History of La Maison Tropicale


- In 1939, Jean Prouve did a drawing of a facade where many of the same characteristics that were to appear on the final houses delivered to Africa: louvered venetian blinds and a ventilated, dual layered ceiling.

- In 1949, Jean Prouve was commissioned by Paul Herbe to build The first Maison Tropicale, which was prominently exhibited on the banks of the Seine before being disassembled and flown to Niamey, in Niger, where it housed a secondary school headmaster Despite the short time of 5 months needed for the house to be built, the cost of the house is too significant and was called off. The complications of the concrete structure resulted for the house to not be available for occupancy till 3 months after the parts arrived on July 1949.

- The Brazzaville house (1952) was intended as both the Information Bureau for Aluminium Français and the home of its director. the Niamey house was placed on a concrete slab, while the two Brazzaville houses were placed on pilings.

- The smaller one of the Brazzaville houses became an office for the Bureau Régional d’Information de l’Aluminum Français and was partitioned into a Director’s office, a secretary’s office, and a waiting room. The larger one became a residence for the commercial director of Aluminum Français, Jacques Piaget, and was partitioned into a master bedroom plus two smaller bedrooms, a kitchen, and a bathroom.



- Only 3 maison Tropicales were ever shipped to french colonies in africa, and the project ended there because of the high cost of transporting the materials from France to Africa. The three houses were left abandoned until the 1980's.

- The houses in Brazzaville were rediscovered in 1982 by Patrice Bartoli, a former government architect; in the 1990’s, he found out that the owner of the Brazzaville houses planned to tear them down. The three Prouvé tropical houses, still in situ in the Republic of Congo, were found in a severely damaged state due to the civil war and lack of maintenance, riddled with bullet holes.


  

- In 1997, Eric Touchaleaume and Robert Rubin began to devise a "rescue" plan to transport the structures out of the country, as the houses were under the threat of being torn down and sold component by component.

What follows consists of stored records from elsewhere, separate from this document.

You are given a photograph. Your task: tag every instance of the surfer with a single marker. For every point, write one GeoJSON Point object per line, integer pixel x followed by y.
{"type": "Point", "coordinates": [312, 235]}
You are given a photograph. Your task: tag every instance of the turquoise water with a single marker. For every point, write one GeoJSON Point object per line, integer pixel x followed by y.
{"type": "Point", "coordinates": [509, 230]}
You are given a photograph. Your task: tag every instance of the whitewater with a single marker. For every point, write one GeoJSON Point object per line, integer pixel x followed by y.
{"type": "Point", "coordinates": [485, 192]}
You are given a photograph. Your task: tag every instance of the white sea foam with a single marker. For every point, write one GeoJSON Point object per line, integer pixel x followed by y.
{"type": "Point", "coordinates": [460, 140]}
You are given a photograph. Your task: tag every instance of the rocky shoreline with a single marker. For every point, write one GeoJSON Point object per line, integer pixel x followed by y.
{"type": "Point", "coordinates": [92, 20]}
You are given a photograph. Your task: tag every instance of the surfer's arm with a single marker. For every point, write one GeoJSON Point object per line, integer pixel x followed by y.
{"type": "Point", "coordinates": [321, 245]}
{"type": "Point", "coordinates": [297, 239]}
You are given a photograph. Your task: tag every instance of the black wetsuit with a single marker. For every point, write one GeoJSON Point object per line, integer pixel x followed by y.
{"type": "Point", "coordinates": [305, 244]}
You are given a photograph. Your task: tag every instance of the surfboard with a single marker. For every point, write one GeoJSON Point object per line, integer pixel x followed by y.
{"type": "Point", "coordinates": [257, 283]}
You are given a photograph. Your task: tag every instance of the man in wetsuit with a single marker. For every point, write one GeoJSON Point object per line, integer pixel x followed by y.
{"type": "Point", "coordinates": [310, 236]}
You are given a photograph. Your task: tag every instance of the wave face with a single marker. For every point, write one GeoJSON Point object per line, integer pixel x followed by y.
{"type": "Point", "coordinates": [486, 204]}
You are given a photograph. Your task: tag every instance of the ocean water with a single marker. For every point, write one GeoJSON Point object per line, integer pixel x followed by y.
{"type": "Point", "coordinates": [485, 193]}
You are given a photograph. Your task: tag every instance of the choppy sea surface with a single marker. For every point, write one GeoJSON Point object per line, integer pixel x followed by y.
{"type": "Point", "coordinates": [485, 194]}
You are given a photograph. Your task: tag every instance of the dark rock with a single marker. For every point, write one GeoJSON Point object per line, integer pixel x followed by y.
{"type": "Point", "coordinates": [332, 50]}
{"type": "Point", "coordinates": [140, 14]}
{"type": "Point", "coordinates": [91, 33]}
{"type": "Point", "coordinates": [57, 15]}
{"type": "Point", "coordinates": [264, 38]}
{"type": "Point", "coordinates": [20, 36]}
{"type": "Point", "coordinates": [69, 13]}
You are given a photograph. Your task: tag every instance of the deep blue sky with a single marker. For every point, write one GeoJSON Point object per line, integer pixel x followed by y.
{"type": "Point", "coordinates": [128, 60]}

- In 2001, Robert Rubin instigated a rescue operation for one of the buildings in Brazzaville to Paris, where it was erected back.
- André Balazs acquired La Maison Tropicale in June 2007 from Christie's International auction house in New York City.

- In celebration of the first major exhibition of Jean Prouvé's work in the UK at the Design Museum, he has loaned the house for display outside Tate Modern, from February 5th, 2008. It will reside in London until the Spring, whereupon it will find a new home in the Tropics.


- Les Maisons Tropicales are the culmination of twenty years of experimentation by Prouvé into the prefabrication and industrial production of buildings.